Ex-trade unionist buried at 6am to beat a court order over a child borne out of wedlock

Former Kenya National Union of Teachers (KNUT) ,Nakuru branch executive secretary late Njau Kuria

A former Nakuru County long serving teachers’ unionist was yesterday buried at dawn to beat a court order meant to bar the family from burying him over a child borne out of wedlock.

When mourners started trickling at the homestead Kuria Njau who was the executive secretary of Kenya National Union of Teachers (KNUT) at Subuku in Njoro, they were shocked to find that he had been interred at 6am.

The family decided to bury Njau, a vocal defender of teachers’ rights, after word went round that a 40-year old woman claiming to be her daughter had obtained a court order to bar the burial ceremony.

According to the relative, Njau’s body was picked at Umash morgue located along Nakuru-Nairobi Highway at 5am, and later buried at 6am.

“We received information that a lady claiming to be Njau’s daughter had gotten an order because she wants to be recognized as family member so that she gets a share of inheritance and we had to act really quick,” he said.

A section of Njau’s relatives, church members, local politicians, teachers and friends who gathered at the homestead were shocked to learn about his early burial.

Even KNUT Secretary General Wilson Sossion who arrived at the homestead at around 11.30am to bury a comrade was shocked when family members directed him to the freshly covered grave where he, together with other national officials conducted a short prayer.

The union officials and teachers conducted a short prayer and made few remarks in remembrance of Njau in a session that lasted less than 30 minutes before dispersing.

Other individuals who had traveled from far to pay their last respects to a man who fought for the rights of teachers in the region were turned away one by one by mean looking individuals hired by the family to maintain order.

“I am shocked with the turn of events. I traveled from Nakuru to come attend burial of Njau who used to associate with individuals across the board only to learn he has been buried,” said a relative who requested anonymity.

Members of the Bethsaida Presbyterian Church of East Africa (PCEA) church that was to lead the burial service were too turned away after realizing their member had been buried early morning.

“We came to bury our church member but we did nothing.
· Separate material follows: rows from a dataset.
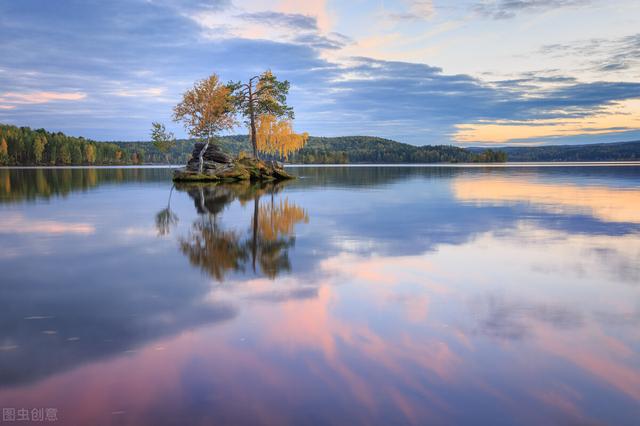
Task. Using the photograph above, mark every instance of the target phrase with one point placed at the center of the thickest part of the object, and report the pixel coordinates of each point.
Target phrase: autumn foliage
(276, 136)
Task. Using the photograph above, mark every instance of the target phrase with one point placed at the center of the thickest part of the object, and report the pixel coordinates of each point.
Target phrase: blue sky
(471, 72)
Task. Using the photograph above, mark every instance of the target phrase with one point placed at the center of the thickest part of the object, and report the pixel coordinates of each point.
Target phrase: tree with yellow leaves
(205, 110)
(276, 136)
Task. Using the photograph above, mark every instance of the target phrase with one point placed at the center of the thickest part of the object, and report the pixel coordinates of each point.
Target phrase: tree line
(22, 146)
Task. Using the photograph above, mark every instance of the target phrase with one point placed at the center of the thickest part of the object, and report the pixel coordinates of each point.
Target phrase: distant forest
(22, 146)
(617, 151)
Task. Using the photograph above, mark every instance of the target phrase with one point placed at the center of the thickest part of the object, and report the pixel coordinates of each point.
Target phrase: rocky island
(209, 164)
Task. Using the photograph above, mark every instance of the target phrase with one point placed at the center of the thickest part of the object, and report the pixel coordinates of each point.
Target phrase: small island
(220, 167)
(211, 107)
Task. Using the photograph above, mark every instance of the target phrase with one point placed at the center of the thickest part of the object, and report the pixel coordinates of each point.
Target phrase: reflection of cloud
(508, 319)
(18, 224)
(605, 203)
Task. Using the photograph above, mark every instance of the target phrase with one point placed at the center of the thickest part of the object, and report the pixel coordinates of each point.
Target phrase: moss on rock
(239, 169)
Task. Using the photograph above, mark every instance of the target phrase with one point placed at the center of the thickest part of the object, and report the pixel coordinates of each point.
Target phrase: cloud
(506, 9)
(600, 54)
(289, 20)
(415, 10)
(40, 97)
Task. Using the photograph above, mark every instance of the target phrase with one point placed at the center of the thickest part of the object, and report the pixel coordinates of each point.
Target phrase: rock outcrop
(218, 166)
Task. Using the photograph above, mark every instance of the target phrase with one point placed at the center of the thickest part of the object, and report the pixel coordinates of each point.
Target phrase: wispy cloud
(506, 9)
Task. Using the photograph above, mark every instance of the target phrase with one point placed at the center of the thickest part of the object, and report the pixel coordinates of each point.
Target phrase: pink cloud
(38, 97)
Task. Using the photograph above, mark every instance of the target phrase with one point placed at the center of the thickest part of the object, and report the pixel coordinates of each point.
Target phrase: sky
(424, 72)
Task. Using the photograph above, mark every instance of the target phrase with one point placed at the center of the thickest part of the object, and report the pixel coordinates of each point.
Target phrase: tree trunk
(254, 141)
(254, 240)
(252, 121)
(201, 155)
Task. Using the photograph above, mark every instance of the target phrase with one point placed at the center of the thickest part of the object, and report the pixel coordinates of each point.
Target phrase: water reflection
(365, 295)
(264, 244)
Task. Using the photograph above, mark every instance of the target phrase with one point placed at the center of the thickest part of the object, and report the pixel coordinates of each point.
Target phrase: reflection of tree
(266, 244)
(215, 251)
(166, 218)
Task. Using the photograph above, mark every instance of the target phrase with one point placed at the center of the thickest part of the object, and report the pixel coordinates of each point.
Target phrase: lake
(352, 295)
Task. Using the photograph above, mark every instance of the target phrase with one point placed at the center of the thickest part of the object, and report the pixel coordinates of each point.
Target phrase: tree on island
(276, 137)
(261, 100)
(162, 139)
(206, 110)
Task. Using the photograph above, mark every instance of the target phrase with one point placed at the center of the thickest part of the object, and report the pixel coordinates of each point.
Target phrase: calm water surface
(395, 295)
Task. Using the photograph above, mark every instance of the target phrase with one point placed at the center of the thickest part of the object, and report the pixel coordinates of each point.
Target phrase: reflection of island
(265, 245)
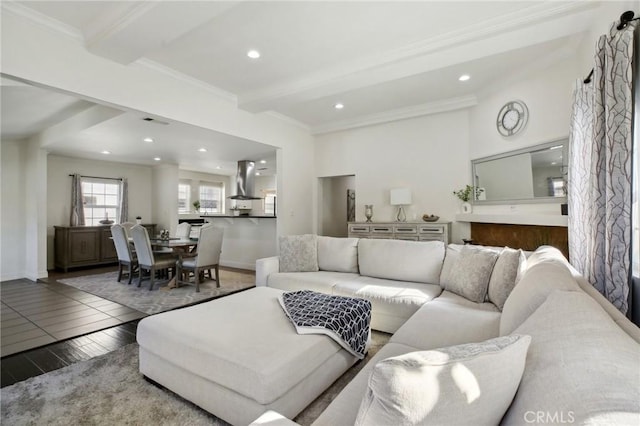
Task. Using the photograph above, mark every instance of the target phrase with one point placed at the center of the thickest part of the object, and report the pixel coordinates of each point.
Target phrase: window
(211, 198)
(101, 200)
(184, 198)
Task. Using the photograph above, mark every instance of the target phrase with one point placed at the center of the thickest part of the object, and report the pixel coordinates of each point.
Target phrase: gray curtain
(123, 214)
(600, 171)
(77, 203)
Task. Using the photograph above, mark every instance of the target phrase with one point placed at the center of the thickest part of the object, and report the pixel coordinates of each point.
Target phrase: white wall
(58, 206)
(429, 155)
(12, 209)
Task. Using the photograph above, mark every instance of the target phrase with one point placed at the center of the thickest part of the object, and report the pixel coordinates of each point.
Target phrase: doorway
(337, 204)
We did not conduct any prayers because burial was done without our knowledge,” said a clergy who requested anonymity.

A section of teachers drove the union welfare bus to pick the body at Umash at around 8am, but were informed that the body had been transported, and further buried.

A teacher who spoke to The Standard but requested anonymity said teachers had agreed to gather at the morgue by around 8am but it had been picked by members of the family.

“We gathered at the morgue to pick Njau’s body, but we were surprised it was nowhere only to learn it had been buried in the early morning,” said the teacher

On arrival at the homestead, family members had already prepared grave, and even without a word of prayer, it was laid to rest.

“The body arrived to the homestead at around 5am, and at around 6am, it was laid to rest. No word of prayer was said, no consolation to the family. It surprised us,” said a relative.

Sossion said death of Njau hasd saddened teachers’ fraternity in the country and consoled his wife Edith Kuria at the grave site.

The secretary general said Njau was a dedicated member of the union who united teachers within rift Valley region and across all the 25 teachers’ branches across the country who referred to his as ‘Afande’ because of his command of respect.

“Njau was a dedicated teacher who was full of courage, he defended rights of teachers across the country and said he did not fear anyone apart from his wife and God,” said the official.

Further, he said the unionist fought tribalism among teachers, a virtue that has enabled them work in unity.

During the 2007/8 post-election skirmishes, he helped a lot of teachers who had been threatened and used his money to hire hotels in Nakuru to rescue those who had been evicted from their respective homes.

“Teachers are united because of Njau’s efforts. He fought tribalism and was arrested on several times, that is why we speak in unity,” he added.

At the grave site, Faith Githae family member thanked teachers for support they had granted to the family.

Whereas all these was happening, Njau’s wife Edith Kuria dressed in a black dress and cap watched silently.

“I am Edith Kuria. This is all I can share,” she told The Standard writer.